22 Neural nets - estimation

Stat 406

Daniel J. McDonald

Last modified – 16 November 2023

\[ \DeclareMathOperator*{\argmin}{argmin} \DeclareMathOperator*{\argmax}{argmax} \DeclareMathOperator*{\minimize}{minimize} \DeclareMathOperator*{\maximize}{maximize} \DeclareMathOperator*{\find}{find} \DeclareMathOperator{\st}{subject\,\,to} \newcommand{\E}{E} \newcommand{\Expect}[1]{\E\left[ #1 \right]} \newcommand{\Var}[1]{\mathrm{Var}\left[ #1 \right]} \newcommand{\Cov}[2]{\mathrm{Cov}\left[#1,\ #2\right]} \newcommand{\given}{\ \vert\ } \newcommand{\X}{\mathbf{X}} \newcommand{\x}{\mathbf{x}} \newcommand{\y}{\mathbf{y}} \newcommand{\P}{\mathcal{P}} \newcommand{\R}{\mathbb{R}} \newcommand{\norm}[1]{\left\lVert #1 \right\rVert} \newcommand{\snorm}[1]{\lVert #1 \rVert} \newcommand{\tr}[1]{\mbox{tr}(#1)} \newcommand{\brt}{\widehat{\beta}^R_{s}} \newcommand{\brl}{\widehat{\beta}^R_{\lambda}} \newcommand{\bls}{\widehat{\beta}_{ols}} \newcommand{\blt}{\widehat{\beta}^L_{s}} \newcommand{\bll}{\widehat{\beta}^L_{\lambda}} \newcommand{\U}{\mathbf{U}} \newcommand{\D}{\mathbf{D}} \newcommand{\V}{\mathbf{V}} \]

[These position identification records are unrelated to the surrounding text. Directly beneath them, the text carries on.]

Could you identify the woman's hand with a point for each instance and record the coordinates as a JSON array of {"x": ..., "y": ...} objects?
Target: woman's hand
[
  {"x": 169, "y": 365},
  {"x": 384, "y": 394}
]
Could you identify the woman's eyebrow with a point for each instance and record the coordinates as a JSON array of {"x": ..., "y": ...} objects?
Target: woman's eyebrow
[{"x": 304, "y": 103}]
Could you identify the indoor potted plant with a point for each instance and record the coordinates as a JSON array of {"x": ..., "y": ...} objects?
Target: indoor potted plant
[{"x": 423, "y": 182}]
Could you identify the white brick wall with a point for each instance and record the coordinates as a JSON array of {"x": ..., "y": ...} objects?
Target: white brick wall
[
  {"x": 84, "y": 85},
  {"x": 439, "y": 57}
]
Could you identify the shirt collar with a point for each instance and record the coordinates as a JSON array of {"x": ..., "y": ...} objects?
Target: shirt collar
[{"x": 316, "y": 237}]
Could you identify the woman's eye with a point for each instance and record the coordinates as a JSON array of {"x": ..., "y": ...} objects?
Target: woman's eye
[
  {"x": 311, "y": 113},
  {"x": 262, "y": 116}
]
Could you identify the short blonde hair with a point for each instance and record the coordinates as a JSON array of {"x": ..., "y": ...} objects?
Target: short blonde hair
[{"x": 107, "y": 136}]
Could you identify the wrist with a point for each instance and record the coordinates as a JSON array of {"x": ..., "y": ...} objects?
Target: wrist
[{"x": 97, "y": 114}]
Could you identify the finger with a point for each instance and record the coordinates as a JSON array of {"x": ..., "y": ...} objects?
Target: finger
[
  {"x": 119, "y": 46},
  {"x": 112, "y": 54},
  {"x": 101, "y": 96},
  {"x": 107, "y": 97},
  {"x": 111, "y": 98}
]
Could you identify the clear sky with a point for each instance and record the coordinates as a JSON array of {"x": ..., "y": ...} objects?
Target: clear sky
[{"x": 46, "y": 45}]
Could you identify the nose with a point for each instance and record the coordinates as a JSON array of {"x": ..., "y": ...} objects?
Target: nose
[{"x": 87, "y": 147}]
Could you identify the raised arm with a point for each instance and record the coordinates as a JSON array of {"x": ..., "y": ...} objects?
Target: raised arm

Neural Network terms again (T hidden layers, regression)

\[ \begin{aligned} A_{k}^{(1)} &= g\left(\sum_{j=1}^p w^{(1)}_{k,j} x_j\right)\\ A_{\ell}^{(t)} &= g\left(\sum_{k=1}^{K_{t-1}} w^{(t)}_{\ell,k} A_{k}^{(t-1)} \right)\\ \hat{Y} &= z_m = \sum_{\ell=1}^{K_T} \beta_{m,\ell} A_{\ell}^{(T)}\ \ (M = 1) \end{aligned} \]

  • \(B \in \R^{M\times K_T}\).
  • \(M=1\) for regression
  • \(\mathbf{W}_t \in \R^{K_2\times K_1}\) \(t=1,\ldots,T\)

Training neural networks. First, choices

  • Choose the architecture: how many layers, units per layer, what connections?

  • Choose the loss: common choices (for each data point \(i\))

Regression
\(\hat{R}_i = \frac{1}{2}(y_i - \hat{y}_i)^2\) (the 1/2 just makes the derivative nice)
Classification
\(\hat{R}_i = I(y_i = m)\log( 1 + \exp(-z_{im}))\)
  • Choose the activation function \(g\)

Training neural networks (intuition)

  • We need to estimate \(B\), \(\mathbf{W}_t\), \(t=1,\ldots,T\)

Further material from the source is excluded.